Washington is concerned that Iran, a Shi'ite regional power, will take advantage of gains against the Islamic State in Iraq and Syria to expand the influence it gained after the US invasion in 2003, something Sunni Arab rivals such as Riyadh also oppose.
"Iranian militias that are in Iraq, now that the fight against ISIS is coming to a close, those militias need to go home. The foreign fighters in Iraq need to go home and allow the Iraqi people to regain control," Mr Tillerson said at a joint news conference with Saudi Foreign Minister Adel Jubeir.
A senior US official indicated that Mr Tillerson was referring to the Iranian-backed Popular Mobilisation Forces and the al-Quds Force of the Islamic Revolutionary Guard Corps.
But Mr Abadi yesterday showed unwillingness to meet Mr Tillerson's demand.
No party has the right to interfere in Iraqi matters.
STATEMENT FROM THE OFFICE OF IRAQI PRIME MINISTER HAIDER AL-ABADI
"No party has the right to interfere in Iraqi matters," a statement from his office read.

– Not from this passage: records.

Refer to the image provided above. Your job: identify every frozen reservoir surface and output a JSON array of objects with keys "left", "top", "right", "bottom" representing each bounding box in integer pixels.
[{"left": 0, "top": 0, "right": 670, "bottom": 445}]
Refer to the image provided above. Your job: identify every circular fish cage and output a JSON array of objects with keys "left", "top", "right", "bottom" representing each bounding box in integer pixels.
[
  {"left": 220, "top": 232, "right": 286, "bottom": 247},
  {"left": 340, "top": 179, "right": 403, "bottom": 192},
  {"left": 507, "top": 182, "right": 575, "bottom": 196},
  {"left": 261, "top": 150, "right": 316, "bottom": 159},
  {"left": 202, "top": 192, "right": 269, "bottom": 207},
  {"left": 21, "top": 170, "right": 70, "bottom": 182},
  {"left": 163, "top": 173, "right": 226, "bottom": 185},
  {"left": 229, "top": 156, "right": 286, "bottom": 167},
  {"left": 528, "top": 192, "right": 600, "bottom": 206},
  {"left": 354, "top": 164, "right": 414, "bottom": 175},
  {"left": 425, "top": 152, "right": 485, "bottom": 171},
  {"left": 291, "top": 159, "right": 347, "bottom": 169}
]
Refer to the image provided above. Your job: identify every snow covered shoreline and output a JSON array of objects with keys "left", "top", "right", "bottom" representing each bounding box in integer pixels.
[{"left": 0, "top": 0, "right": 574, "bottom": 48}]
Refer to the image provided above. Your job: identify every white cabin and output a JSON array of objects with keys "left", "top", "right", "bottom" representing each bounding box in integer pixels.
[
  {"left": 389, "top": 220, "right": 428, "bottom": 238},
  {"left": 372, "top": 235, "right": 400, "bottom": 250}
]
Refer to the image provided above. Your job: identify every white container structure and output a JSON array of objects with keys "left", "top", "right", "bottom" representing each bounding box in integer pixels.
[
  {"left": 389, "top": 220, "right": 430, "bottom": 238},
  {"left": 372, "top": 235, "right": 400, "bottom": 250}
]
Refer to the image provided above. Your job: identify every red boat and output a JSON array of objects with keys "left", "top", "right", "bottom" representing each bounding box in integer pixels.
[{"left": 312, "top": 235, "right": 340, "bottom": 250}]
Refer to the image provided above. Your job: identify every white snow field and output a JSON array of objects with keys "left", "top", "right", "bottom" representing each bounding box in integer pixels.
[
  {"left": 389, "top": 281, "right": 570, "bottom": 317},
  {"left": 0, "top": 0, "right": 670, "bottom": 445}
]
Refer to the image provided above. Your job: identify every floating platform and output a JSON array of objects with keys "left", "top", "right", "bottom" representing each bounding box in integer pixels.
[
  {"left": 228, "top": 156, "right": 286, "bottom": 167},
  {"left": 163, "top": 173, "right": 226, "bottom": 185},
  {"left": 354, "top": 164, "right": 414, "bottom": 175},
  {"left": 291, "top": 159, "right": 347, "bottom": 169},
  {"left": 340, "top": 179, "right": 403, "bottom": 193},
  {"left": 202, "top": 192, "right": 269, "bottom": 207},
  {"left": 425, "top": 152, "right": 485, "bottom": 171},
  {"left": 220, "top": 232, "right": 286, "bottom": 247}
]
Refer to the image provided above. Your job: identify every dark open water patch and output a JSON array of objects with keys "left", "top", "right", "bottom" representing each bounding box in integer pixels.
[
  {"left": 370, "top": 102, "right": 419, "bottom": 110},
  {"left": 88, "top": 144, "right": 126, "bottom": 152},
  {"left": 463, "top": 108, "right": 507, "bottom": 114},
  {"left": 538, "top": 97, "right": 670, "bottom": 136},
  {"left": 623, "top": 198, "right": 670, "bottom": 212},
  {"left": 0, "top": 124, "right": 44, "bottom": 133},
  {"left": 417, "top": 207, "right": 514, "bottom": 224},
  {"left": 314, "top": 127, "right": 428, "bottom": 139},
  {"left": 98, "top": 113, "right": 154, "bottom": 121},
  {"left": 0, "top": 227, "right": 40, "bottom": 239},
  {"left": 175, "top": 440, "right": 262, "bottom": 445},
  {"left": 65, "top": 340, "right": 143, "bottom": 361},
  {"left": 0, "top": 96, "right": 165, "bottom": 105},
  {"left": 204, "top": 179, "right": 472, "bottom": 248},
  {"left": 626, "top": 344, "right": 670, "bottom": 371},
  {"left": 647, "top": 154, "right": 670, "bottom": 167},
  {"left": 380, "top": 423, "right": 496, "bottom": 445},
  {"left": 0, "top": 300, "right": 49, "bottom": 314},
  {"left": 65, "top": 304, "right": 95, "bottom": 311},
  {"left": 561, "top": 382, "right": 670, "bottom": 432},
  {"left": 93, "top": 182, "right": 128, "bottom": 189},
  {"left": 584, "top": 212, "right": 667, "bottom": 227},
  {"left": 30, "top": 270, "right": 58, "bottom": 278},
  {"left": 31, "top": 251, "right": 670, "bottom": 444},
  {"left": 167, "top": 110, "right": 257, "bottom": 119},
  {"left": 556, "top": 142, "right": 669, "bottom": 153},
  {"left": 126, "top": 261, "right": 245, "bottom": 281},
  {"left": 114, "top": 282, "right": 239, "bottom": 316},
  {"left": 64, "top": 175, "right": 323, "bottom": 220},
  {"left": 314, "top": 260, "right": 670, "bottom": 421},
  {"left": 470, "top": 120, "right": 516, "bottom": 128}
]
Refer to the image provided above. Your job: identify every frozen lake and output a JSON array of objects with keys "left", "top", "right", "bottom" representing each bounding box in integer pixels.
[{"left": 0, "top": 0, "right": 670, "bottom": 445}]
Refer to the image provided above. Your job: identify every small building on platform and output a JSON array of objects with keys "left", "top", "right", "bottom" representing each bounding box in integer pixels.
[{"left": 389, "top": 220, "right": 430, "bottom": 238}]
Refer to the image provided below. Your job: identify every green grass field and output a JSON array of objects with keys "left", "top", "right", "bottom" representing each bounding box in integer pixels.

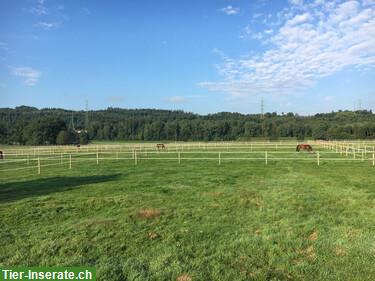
[{"left": 0, "top": 143, "right": 375, "bottom": 281}]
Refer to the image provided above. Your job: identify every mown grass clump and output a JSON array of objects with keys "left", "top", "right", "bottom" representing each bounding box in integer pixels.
[{"left": 0, "top": 156, "right": 375, "bottom": 281}]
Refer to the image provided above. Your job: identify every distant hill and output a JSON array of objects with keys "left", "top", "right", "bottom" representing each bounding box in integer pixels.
[{"left": 0, "top": 106, "right": 375, "bottom": 144}]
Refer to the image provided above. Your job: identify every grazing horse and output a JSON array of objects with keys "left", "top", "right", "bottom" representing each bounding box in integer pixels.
[
  {"left": 156, "top": 143, "right": 165, "bottom": 150},
  {"left": 296, "top": 144, "right": 312, "bottom": 152}
]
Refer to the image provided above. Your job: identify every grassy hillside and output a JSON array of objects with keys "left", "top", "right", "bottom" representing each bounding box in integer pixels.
[{"left": 0, "top": 150, "right": 375, "bottom": 281}]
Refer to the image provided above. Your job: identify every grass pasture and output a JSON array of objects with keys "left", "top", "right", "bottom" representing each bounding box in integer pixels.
[{"left": 0, "top": 143, "right": 375, "bottom": 281}]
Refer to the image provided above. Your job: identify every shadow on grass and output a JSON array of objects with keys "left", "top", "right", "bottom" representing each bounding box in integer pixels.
[{"left": 0, "top": 174, "right": 119, "bottom": 203}]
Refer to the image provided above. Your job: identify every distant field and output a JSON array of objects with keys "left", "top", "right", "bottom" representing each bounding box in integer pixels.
[{"left": 0, "top": 142, "right": 375, "bottom": 281}]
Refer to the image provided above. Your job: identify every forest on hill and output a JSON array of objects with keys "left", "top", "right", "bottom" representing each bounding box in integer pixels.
[{"left": 0, "top": 106, "right": 375, "bottom": 145}]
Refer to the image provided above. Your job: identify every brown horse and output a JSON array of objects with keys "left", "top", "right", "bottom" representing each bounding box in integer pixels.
[
  {"left": 156, "top": 143, "right": 165, "bottom": 150},
  {"left": 296, "top": 144, "right": 312, "bottom": 152}
]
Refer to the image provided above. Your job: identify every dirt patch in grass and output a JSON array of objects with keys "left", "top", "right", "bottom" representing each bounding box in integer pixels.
[
  {"left": 79, "top": 218, "right": 116, "bottom": 226},
  {"left": 298, "top": 246, "right": 316, "bottom": 260},
  {"left": 308, "top": 230, "right": 318, "bottom": 241},
  {"left": 138, "top": 209, "right": 162, "bottom": 219},
  {"left": 177, "top": 273, "right": 193, "bottom": 281},
  {"left": 148, "top": 232, "right": 159, "bottom": 240},
  {"left": 203, "top": 191, "right": 224, "bottom": 197},
  {"left": 335, "top": 246, "right": 346, "bottom": 257}
]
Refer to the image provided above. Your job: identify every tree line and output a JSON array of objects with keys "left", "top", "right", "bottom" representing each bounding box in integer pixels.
[{"left": 0, "top": 106, "right": 375, "bottom": 145}]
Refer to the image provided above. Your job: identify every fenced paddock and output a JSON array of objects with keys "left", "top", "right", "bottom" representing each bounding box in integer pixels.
[
  {"left": 0, "top": 141, "right": 375, "bottom": 281},
  {"left": 0, "top": 141, "right": 375, "bottom": 174}
]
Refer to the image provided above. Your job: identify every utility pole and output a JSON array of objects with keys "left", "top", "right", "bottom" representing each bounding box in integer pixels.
[
  {"left": 85, "top": 100, "right": 89, "bottom": 132},
  {"left": 70, "top": 111, "right": 75, "bottom": 131},
  {"left": 260, "top": 97, "right": 265, "bottom": 137}
]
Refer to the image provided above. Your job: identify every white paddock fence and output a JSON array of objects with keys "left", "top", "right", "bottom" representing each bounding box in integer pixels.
[{"left": 0, "top": 141, "right": 375, "bottom": 174}]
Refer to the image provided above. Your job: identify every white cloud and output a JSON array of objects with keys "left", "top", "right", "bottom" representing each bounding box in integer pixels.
[
  {"left": 36, "top": 21, "right": 60, "bottom": 30},
  {"left": 286, "top": 13, "right": 311, "bottom": 25},
  {"left": 166, "top": 96, "right": 187, "bottom": 103},
  {"left": 82, "top": 7, "right": 91, "bottom": 15},
  {"left": 219, "top": 5, "right": 240, "bottom": 15},
  {"left": 29, "top": 0, "right": 48, "bottom": 16},
  {"left": 289, "top": 0, "right": 303, "bottom": 5},
  {"left": 200, "top": 0, "right": 375, "bottom": 97},
  {"left": 106, "top": 96, "right": 125, "bottom": 103},
  {"left": 12, "top": 66, "right": 42, "bottom": 86}
]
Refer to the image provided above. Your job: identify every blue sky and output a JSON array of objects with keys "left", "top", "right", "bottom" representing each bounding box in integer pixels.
[{"left": 0, "top": 0, "right": 375, "bottom": 114}]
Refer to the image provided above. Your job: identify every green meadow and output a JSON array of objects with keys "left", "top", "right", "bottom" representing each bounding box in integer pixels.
[{"left": 0, "top": 148, "right": 375, "bottom": 281}]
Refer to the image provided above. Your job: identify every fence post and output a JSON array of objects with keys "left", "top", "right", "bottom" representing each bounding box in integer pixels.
[{"left": 38, "top": 157, "right": 40, "bottom": 175}]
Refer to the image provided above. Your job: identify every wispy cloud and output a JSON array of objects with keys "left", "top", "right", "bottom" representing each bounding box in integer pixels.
[
  {"left": 219, "top": 5, "right": 240, "bottom": 15},
  {"left": 36, "top": 21, "right": 61, "bottom": 30},
  {"left": 106, "top": 96, "right": 125, "bottom": 103},
  {"left": 29, "top": 0, "right": 48, "bottom": 16},
  {"left": 0, "top": 42, "right": 9, "bottom": 51},
  {"left": 12, "top": 66, "right": 42, "bottom": 86},
  {"left": 200, "top": 0, "right": 375, "bottom": 97},
  {"left": 166, "top": 96, "right": 187, "bottom": 103},
  {"left": 82, "top": 7, "right": 91, "bottom": 15}
]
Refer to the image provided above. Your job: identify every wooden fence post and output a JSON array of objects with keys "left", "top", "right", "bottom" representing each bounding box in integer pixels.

It did not cite the Prime Minister himself but a "source" close to him.
Trained and armed by Iran, the Iraqi Popular Mobilisation Forces often supported Iraqi government units in the fight against the militants who were effectively defeated in July when a US-backed offensive captured Mosul, their stronghold.
They are paid by the Iraqi government and officially report to the Prime Minister, but some Arab Sunni and Kurdish politicians describe these militias as a de facto branch of the Iranian Revolutionary Guards Corp.
Iraq's Sunni neighbours, including Saudi Arabia, share Washington's concerns over Shi'ite power Iran's influence in Iraq, where the population is also predominantly Shi'ite.
But the office of Mr Abadi, who is himself a Shi'ite, said the forces were under the authority of the Iraqi government.
"Popular Mobilisation are Iraqi patriots," it said in the statement.
The United States trained tens of thousands of Iraqi soldiers in the course of rebuilding the Iraqi armed forces and has over 5,000 troops deployed in the country, providing key air and ground support to the offensive on ISIS.
In Teheran yesterday, President Hassan Rouhani said Iran's position in the Middle East had never been stronger, without responding directly respond to Mr Tillerson's comments on Sunday. "The greatness of the nation of Iran in the region is more than at any other time," Mr Rouhani said in a speech carried by the state broadcaster.
"In Iraq, Syria, Lebanon, northern Africa, in the Persian Gulf region - where can action be taken without Iran?"
But despite its powerful position in the region, Mr Rouhani said Iran's regime was under threat from fierce infighting between conservatives and moderates at home.
"We should not think that damaging one part of the system will strengthen the other part. No, the whole system will collapse," he warned.